Although both novae and supernovae are sudden, bright explosions that spew gases at very high temperatures, there are important differences, as supernovae are much more intense and signal that the very massive star has reached the end of its life, when the sun came to to become a badass and brilliant supernova.

What was all this about? To understand what supernovas are, we need to understand, first, the life cycle of stars, in which they are all born from clouds of gas and dust, but what determines the cycle and its end is the your mass.

This is why less massive stars can "die" as white dwarfs, while those that are at least eight times as massive as the Sun can become supernovae or black holes, as in the case of much more massive stars.

When the Earth's Sun, for example, had a quieter fate than other more massive stars, knowing how it's not massive enough to explode into a supernova when its fuel runs out.

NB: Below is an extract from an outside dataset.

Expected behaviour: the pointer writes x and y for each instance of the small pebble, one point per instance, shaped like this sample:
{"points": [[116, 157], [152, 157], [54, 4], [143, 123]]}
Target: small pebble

Where the layers of the Sun will expand until it becomes a red giant, but that's not exactly good news for Earth, as our planet and the rest of the inner Solar System will likely be swallowed up and consequently destroyed in this stage.

Afterwards, the star will be unstable and its outer layers will dissipate, forming a planetary nebula, and in the end, there will only be a white dwarf, formed by the Sun's core.

In the case of more massive stars, the scenario is a little different.

When they produce huge amounts of energy with nuclear fusion, and their center heats up and generates pressure, which is essential to prevent their own structure from collapsing, because, while gravity tries to compress it as much as possible, the Pressure created by core reactions resists the gravitational pull.